EIP partner Tim Marahrens said, “Our increased commitment to Plenitude reflects our confidence in its unique integrated model, which combines renewable generation, retail energy solutions and e-mobility at scale”.
“Over the past year, Plenitude has demonstrated its ability to exceed targets and capitalize on the accelerating energy transition”, Marahrens added.
Plenitude’s installed generation capacity from renewable sources rose to 4 GW last year, meeting a goal Eni outlined in its 2024-27 plan published March 14, 2024.
Plenitude plans to reach over 8 GW of installed renewable energy capacity by 2027, and 15 GW by 2030.
Currently it is active in over 15 countries. In Europe, it counts more than 10 million energy and energy solutions clients, as well as over 21,000 electric vehicle charging points, Eni said.
Recently KKR & Co. Inc. completed the purchase of a 25 percent stake in another Eni company, biofuels developer Enilive. That is to be raised to 30 percent after the conclusion of a later deal.
“The overall proceeds for Eni group, after accounting for cash adjustments and other items, amount to 2.967 billion euros [$3.2 billion], including a capital increase in Enilive of 500 million euros to support the company’s growth plan”, Eni said in a press release March 6.
“Enilive, with its integrated business model, represents a prime example of the progress of the business satellite model, further confirmed by a post-money valuation of 11.75 billion euros of Equity Value for 100 percent of Enilive’s share capital and KKR’s commitment to strengthen its role as a key partner through an agreement, announced to the market on 18 February, to increase its stake in Enilive by a further 5 percent”.
Eni’s satellite model involves “creating focused and lean companies able to attract new capital to create value through operating and financial synergies and the acceleration of growth”, in the company’s words.
Last year Eni announced financial and operational restructuring for Enilive and its chemical arm Versalis SpA that involves new capital for both units.
Global investment firm KKR and Eni were to inject into Enilive new capital of EUR 500 million each under the farm-in agreement, according to Eni’s announcement October 24, 2024.
On February 18, 2025, New York City-based KKR said it has entered into another agreement to acquire a further five percent in Enilive for EUR 587.5 million.
“Having first signed our investment in Enilive in October last year, this transaction reiterates our confidence in the business’ ability to provide innovative and effective emission-reducing technology solutions, in line with our strategy to support transformative energy projects across Europe”, KKR managing director for European infrastructure Marco Fontana said.

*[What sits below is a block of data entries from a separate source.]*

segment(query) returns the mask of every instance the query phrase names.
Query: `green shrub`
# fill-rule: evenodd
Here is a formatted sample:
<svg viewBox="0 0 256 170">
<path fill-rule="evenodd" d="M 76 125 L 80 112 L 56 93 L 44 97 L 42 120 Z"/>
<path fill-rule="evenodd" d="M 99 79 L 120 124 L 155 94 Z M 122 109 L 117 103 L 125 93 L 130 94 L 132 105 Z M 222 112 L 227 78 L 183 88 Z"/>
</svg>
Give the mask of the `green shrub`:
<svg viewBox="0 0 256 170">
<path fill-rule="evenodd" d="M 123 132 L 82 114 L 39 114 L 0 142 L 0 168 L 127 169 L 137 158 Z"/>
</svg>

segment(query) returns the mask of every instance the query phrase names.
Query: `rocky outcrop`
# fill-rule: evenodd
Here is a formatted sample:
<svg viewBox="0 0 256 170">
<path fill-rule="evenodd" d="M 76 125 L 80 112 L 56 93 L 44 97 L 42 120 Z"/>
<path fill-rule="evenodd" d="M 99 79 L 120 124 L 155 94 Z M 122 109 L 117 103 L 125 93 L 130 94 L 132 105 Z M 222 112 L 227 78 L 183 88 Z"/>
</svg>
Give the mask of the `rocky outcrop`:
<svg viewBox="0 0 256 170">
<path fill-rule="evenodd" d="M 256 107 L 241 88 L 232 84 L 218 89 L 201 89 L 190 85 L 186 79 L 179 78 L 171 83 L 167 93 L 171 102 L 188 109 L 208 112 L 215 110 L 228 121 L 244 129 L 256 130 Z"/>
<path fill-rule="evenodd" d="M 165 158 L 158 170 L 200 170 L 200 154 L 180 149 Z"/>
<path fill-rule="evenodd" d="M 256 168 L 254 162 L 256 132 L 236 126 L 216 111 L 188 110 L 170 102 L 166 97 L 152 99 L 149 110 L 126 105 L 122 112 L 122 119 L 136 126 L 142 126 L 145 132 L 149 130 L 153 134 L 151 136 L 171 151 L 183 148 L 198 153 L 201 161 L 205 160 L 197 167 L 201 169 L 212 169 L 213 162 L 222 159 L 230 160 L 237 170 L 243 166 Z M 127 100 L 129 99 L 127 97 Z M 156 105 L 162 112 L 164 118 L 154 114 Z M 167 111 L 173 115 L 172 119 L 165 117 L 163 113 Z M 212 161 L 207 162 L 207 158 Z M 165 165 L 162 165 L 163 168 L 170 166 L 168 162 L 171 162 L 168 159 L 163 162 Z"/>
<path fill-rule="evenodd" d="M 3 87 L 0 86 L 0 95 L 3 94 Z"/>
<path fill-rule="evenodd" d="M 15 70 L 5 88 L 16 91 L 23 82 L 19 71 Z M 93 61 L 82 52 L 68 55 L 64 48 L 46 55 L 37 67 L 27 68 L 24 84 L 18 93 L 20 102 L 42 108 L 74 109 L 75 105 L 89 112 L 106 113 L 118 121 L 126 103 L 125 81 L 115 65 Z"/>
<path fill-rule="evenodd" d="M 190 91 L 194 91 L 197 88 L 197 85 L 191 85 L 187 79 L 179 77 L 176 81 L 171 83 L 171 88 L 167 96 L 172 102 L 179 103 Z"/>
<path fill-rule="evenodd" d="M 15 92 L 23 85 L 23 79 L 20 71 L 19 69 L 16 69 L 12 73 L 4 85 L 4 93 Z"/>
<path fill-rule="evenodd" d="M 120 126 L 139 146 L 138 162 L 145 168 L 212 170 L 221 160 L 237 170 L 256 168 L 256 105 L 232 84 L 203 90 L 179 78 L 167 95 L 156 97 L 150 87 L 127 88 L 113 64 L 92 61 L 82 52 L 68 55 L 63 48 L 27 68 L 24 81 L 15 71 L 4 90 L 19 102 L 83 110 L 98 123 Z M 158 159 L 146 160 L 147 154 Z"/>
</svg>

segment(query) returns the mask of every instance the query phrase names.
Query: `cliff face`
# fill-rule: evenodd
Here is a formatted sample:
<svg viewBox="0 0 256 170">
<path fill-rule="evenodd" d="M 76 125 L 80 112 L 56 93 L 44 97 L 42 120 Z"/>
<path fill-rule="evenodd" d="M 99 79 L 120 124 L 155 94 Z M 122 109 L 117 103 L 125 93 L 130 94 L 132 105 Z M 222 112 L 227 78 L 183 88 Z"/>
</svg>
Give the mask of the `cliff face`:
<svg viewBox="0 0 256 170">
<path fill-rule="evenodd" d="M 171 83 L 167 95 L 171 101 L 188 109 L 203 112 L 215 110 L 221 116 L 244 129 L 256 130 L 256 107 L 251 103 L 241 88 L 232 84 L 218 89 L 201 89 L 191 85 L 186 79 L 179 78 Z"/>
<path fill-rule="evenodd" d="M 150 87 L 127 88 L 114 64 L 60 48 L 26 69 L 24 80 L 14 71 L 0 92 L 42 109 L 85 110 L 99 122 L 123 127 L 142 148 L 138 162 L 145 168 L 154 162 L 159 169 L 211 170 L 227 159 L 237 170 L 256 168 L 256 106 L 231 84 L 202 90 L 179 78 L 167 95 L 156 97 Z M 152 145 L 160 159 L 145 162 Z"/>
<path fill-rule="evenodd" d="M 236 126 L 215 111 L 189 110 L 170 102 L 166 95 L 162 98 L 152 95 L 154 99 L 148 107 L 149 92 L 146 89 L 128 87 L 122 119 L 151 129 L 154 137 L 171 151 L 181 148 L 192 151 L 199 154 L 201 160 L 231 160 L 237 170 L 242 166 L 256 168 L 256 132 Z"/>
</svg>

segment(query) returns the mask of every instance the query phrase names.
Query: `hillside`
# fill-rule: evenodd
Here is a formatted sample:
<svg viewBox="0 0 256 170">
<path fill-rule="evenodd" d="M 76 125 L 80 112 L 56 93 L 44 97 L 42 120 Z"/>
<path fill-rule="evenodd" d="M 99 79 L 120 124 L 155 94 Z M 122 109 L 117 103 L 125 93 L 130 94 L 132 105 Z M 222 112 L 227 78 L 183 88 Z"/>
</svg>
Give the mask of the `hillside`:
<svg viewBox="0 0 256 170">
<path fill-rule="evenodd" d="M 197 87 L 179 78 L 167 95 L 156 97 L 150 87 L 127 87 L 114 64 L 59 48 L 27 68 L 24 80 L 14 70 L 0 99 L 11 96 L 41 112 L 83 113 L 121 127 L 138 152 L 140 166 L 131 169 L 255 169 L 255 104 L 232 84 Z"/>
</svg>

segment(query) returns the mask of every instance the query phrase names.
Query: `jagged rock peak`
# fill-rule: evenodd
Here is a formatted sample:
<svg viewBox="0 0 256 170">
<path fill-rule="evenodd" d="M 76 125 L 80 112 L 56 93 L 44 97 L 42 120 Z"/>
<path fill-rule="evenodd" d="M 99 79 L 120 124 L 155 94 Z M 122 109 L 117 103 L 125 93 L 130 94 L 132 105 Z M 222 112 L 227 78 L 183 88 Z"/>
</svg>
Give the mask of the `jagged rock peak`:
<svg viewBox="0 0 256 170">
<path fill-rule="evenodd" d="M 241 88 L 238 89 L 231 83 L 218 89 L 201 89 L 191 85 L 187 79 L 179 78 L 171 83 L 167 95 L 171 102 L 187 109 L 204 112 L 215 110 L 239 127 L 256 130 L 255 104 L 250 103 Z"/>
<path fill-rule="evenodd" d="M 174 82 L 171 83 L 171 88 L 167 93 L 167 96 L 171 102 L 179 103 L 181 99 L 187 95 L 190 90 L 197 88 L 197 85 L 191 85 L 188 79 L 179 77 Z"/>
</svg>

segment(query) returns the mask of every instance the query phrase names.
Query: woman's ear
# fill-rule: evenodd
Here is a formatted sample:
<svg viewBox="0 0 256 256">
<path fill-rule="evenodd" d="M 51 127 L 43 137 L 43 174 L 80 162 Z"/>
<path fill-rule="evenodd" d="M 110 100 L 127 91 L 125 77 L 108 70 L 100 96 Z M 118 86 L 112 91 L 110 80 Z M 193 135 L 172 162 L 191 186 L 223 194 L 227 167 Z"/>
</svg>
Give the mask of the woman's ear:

For Versalis, Eni finalized a plan involving an investment of about EUR 2 billion. The plan “aims to reduce emissions by approximately 1 million tonnes of CO2 [carbon dioxide], currently about 40 percent of Versalis’ emissions in Italy”, Eni said last year.
“It includes the set-up of new industrial plants consistent with the energy transition and decarbonization of industrial sites across sustainable chemistry, as well as biorefining and energy storage”, Eni added. “To enable the construction of the new plants, activity at the cracking plants in Brindisi and Priolo, and the polyethylene plant in Ragusa, will be phased out”.
“Eni aims to significantly reduce Versalis’ exposure to basic chemicals, a sector that is facing structural and irreversible decline in Europe, and which has led to economic losses that have been close to 7 billion in cash terms over the last 15 years, 3 billion of which was in the last five years”, the company said.
Eni expects to complete the plan by 2029.